Articles of Association

Translated from official Finnish document.

Article 1

The company’s Finnish business name is Trainers’ House Oyj and the domicile is Helsinki. The company’s parallel name in Swedish is Trainers’ House Abp and in English Trainers’ House Plc.

Article 2

The company’s field of activity is the training of companies and organizations in the sales, marketing and management of companies and organizations, the production, manufacture, sale and distribution of information systems and sales, marketing and management services, and the production and manufacture of related digital and written material, sales, distribution, maintenance and subcontracting. The company also conducts other business that is materially related to the provision of digital services and coaching. As the parent company, the company can take care of the Group’s common services and tasks. The company may own and manage real estate and securities and engage in securities trading.

Article 3

The company’s shares belong to the book-entry system.

Article 4

The company’s Board of Directors consists of three to eight (3-8) members. The Board of Directors is elected by the Annual General Meeting for a term ending at the end of the next Annual General Meeting. The Board elects a chairperson from among its members.

Article 5

The company has a CEO. The company’s Board of Directors decides on the appointment and dismissing of the CEO.

Article 6

The company is represented jointly by a member of the Board of Directors, a procurator or another person appointed to represent the company. The Board of Directors may grant the appointed persons the right to represent the Company by representing the Company two together or each separately with a member of the Board of Directors or a procurator.

Article 7

The invitation to the Annual General Meeting must be delivered to the shareholders no earlier than three (3) months and no later than three (3) weeks before the Annual General Meeting by publishing the invitation on the company’s website. However, the notice of the Annual General Meeting must be delivered at least nine (9) days before the record date of the Annual General Meeting.

Article 8

At the Annual General Meeting has to:


  1. the company’s and the group’s financial statements and annual report;
  2. auditor’s report;


  1. approval of the financial statements and consolidated financial statements;
  2. the use of the profit shown in the balance sheet;
  3. discharge to the members of the Board of Directors and the CEO;
  4. the number of members of the board;
  5. the remuneration of the members of the Board of Directors and the auditor;
  6. [point deleted].


  1. members of the Board; and
    10. auditor.

Article 9

In order to participate in the Annual General Meeting, shareholders must register to the company no later than on the date specified in the notice of the meeting, which may not be earlier than ten (10) days before the meeting.

Article 10

In order to audit the company’s accounts and administration, the Annual General Meeting must elect an audit firm.

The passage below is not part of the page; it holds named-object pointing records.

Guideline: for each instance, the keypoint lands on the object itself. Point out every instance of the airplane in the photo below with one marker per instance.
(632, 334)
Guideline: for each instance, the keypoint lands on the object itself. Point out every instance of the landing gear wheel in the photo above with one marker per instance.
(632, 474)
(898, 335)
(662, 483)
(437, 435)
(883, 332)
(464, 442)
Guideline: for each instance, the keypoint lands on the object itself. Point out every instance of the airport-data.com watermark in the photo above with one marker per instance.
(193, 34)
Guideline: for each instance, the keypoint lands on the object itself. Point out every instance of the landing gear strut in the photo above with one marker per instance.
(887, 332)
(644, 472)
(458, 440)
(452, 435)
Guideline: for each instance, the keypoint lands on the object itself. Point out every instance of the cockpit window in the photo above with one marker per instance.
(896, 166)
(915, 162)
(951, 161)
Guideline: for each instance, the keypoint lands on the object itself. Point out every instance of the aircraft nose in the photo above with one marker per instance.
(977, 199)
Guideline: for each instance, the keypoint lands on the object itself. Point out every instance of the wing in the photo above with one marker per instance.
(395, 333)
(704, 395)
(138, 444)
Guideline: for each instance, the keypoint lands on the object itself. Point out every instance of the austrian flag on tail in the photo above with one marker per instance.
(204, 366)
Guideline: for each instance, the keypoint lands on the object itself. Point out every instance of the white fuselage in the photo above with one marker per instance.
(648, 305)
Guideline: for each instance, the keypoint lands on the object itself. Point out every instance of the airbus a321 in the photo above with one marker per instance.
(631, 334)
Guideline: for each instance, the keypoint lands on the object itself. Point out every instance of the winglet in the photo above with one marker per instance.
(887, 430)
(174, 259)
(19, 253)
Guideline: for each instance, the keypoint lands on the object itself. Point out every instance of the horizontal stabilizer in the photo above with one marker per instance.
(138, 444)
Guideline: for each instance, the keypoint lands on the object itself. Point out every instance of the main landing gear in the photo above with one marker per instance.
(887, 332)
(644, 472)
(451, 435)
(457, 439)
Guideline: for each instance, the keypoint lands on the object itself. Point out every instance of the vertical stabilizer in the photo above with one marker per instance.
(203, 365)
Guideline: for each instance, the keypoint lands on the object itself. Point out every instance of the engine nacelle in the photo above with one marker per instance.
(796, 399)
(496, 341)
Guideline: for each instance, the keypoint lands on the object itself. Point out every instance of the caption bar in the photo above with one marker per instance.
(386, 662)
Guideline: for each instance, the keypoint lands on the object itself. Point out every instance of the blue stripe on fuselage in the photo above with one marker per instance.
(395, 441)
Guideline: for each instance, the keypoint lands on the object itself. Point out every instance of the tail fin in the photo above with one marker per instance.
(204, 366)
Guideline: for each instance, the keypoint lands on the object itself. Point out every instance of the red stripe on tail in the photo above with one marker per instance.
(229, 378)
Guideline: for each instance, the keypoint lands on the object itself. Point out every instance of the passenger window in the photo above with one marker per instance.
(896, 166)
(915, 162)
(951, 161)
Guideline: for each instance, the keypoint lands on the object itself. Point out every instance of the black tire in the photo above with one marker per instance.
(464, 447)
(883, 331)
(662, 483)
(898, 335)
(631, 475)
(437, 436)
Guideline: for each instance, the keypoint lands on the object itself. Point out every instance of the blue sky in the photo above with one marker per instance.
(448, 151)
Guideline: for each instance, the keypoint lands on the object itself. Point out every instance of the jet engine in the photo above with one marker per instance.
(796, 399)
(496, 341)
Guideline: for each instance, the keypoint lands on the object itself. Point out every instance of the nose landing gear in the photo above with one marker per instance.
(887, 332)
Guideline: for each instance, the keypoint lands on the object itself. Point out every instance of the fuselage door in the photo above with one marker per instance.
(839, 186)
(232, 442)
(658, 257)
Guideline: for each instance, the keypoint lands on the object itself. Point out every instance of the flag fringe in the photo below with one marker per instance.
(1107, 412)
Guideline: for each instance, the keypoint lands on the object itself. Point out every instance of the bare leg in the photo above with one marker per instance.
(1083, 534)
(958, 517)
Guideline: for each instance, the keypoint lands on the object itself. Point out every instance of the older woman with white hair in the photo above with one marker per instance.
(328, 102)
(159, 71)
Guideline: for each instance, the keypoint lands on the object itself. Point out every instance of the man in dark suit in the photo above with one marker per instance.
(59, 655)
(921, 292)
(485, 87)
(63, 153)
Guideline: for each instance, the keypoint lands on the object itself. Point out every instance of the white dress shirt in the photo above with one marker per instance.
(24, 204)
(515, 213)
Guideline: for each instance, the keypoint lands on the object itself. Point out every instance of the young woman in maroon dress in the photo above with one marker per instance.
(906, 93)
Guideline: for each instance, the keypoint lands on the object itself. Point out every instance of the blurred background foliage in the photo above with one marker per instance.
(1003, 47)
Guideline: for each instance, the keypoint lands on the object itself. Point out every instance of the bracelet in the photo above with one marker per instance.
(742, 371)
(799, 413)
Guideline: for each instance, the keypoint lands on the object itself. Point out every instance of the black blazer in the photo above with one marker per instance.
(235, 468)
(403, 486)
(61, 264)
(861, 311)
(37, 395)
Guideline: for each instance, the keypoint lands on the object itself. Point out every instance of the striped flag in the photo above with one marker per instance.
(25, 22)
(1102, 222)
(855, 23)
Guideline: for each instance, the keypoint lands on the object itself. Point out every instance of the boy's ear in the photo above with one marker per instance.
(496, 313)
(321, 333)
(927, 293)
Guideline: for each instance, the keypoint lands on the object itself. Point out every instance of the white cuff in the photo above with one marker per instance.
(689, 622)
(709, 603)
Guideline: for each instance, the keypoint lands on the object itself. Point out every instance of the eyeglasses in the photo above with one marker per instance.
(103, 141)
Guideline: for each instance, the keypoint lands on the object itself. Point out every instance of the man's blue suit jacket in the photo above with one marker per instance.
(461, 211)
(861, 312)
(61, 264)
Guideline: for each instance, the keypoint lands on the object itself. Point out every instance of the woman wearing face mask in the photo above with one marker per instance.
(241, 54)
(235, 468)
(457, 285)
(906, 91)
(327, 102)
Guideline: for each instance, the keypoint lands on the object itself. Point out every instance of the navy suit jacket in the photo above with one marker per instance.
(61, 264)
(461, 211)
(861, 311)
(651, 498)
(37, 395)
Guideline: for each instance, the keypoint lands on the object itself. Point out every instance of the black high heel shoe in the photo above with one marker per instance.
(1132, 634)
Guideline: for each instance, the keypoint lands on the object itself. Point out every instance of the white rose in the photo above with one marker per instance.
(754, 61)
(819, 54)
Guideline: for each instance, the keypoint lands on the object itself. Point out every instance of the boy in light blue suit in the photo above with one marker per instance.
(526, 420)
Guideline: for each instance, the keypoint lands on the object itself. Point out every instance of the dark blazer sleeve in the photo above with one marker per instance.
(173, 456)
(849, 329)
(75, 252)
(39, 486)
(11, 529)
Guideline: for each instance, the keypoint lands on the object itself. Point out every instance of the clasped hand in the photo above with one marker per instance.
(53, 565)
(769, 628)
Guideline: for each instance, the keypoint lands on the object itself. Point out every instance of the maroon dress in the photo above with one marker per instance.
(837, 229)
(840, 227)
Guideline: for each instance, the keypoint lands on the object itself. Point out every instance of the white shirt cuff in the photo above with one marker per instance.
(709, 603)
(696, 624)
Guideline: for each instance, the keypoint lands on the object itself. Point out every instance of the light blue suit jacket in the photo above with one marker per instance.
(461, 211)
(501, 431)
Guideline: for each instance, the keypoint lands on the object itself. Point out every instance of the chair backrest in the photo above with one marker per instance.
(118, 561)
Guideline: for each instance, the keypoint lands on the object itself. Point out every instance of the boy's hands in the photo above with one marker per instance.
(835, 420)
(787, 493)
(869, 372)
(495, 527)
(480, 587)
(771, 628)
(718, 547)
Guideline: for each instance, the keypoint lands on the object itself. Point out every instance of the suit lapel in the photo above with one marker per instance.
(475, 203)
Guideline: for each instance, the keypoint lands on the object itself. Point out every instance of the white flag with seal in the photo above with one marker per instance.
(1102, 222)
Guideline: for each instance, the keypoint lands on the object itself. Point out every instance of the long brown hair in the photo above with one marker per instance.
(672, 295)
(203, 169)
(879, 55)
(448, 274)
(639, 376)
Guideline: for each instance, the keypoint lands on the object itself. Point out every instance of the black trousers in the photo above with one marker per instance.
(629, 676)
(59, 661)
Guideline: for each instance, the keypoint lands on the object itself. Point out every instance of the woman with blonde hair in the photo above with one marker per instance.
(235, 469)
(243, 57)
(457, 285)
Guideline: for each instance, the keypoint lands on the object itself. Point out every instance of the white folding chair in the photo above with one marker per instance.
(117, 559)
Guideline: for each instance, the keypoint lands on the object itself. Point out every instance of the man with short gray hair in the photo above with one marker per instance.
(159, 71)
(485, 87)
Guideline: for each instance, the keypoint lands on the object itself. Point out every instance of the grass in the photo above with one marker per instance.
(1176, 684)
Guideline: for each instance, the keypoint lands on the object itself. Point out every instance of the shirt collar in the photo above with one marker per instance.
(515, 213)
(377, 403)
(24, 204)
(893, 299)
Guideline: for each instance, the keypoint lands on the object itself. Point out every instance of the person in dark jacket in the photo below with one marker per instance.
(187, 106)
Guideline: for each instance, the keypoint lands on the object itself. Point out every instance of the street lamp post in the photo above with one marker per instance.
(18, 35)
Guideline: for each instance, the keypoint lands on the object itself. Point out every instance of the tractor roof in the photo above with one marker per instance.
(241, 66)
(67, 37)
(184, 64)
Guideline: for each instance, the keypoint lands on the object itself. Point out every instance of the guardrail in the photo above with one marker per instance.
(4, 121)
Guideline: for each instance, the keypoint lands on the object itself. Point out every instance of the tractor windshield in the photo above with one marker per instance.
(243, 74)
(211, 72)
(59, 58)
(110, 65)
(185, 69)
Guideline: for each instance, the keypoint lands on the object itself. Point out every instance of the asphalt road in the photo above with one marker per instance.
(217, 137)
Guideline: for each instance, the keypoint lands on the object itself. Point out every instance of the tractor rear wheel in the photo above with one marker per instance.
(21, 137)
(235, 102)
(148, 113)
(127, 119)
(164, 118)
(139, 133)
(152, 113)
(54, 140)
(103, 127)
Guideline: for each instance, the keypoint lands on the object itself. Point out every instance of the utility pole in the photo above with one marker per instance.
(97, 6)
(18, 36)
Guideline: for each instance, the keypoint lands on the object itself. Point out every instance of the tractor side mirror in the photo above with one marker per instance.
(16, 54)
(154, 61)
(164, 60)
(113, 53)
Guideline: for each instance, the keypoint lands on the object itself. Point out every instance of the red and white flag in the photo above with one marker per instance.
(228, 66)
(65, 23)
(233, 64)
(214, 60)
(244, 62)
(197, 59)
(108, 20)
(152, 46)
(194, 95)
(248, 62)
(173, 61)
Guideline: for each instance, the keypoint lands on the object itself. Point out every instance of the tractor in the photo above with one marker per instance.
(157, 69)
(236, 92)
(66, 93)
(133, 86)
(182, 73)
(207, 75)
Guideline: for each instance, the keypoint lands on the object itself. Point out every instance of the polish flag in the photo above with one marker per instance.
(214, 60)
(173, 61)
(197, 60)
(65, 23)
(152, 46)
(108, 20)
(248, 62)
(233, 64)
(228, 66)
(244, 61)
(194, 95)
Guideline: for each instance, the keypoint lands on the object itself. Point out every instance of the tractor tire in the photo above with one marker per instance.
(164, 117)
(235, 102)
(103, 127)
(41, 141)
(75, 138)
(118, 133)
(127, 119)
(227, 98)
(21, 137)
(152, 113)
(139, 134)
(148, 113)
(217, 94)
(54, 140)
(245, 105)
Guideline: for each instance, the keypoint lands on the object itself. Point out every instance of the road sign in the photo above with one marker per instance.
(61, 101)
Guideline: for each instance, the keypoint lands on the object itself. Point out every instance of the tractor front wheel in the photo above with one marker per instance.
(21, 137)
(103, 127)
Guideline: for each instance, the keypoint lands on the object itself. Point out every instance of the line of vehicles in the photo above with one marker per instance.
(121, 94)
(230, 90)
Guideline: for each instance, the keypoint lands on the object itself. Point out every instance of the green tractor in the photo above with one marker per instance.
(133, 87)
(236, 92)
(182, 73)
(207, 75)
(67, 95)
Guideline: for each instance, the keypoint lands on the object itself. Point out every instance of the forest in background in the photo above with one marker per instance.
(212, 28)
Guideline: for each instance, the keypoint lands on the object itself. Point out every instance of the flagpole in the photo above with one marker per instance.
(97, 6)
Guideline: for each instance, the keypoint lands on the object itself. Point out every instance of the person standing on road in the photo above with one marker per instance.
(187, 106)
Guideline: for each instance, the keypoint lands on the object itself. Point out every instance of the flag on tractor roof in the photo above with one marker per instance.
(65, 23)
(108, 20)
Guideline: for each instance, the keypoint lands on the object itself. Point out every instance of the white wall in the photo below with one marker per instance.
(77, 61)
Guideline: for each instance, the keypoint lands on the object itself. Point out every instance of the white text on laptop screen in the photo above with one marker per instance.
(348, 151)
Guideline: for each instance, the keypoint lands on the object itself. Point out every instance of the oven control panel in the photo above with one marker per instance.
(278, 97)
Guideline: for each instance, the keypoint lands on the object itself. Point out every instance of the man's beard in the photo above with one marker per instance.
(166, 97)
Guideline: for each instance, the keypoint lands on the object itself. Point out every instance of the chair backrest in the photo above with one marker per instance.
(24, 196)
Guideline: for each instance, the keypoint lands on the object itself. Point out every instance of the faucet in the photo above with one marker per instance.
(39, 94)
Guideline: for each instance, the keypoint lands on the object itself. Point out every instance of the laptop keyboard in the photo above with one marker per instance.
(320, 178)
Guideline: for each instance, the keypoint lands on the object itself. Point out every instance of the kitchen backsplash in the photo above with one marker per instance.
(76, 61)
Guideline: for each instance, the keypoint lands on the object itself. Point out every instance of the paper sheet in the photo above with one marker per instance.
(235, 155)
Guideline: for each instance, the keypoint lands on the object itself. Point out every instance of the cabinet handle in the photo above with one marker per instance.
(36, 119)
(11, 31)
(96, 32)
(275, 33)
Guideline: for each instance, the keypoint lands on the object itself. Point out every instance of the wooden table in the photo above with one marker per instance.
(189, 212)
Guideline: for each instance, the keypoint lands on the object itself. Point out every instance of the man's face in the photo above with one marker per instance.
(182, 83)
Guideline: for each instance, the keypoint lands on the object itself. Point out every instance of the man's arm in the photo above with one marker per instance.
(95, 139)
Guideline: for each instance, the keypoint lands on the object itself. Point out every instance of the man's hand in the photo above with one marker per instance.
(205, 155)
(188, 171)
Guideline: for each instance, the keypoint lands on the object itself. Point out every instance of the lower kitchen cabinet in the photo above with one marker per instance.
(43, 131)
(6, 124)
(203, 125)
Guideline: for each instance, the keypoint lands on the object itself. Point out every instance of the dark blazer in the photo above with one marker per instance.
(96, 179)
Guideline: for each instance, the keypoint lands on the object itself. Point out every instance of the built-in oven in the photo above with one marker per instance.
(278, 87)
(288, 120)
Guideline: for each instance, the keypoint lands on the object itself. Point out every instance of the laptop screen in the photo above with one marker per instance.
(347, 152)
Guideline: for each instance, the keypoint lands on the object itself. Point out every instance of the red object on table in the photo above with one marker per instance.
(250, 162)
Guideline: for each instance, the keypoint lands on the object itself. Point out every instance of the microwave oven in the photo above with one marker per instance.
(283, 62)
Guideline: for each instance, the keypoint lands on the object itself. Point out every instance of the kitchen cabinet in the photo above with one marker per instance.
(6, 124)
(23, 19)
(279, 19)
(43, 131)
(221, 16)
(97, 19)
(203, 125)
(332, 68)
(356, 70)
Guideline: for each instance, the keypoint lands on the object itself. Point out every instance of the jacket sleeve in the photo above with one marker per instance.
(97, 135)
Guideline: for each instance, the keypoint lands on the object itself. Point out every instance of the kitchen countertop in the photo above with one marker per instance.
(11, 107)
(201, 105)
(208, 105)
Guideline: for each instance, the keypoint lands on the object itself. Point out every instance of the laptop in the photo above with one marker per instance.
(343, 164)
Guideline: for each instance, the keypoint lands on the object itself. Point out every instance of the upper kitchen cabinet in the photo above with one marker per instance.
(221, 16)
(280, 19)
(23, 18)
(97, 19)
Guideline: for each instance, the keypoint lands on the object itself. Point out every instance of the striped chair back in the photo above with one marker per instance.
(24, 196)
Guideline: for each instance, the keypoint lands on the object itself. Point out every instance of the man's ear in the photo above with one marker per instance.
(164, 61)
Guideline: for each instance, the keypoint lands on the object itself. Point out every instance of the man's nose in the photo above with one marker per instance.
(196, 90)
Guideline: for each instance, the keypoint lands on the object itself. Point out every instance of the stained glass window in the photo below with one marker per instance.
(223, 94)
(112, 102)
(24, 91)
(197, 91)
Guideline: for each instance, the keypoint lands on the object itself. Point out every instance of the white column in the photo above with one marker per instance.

The audit firm must be an audit firm approved by the Central Chamber of Commerce.

Article 11

The company’s financial year is a calendar year.

Article 12

The Annual General Meeting is held at a place determined by the company’s Board of Directors, which may be in Helsinki or Espoo.

The board can decide that the general meeting is held without a meeting place whereby the shareholders shall exercise their power of decision in full in real-time during the meeting using telecommunication connection and technical means (remote meeting).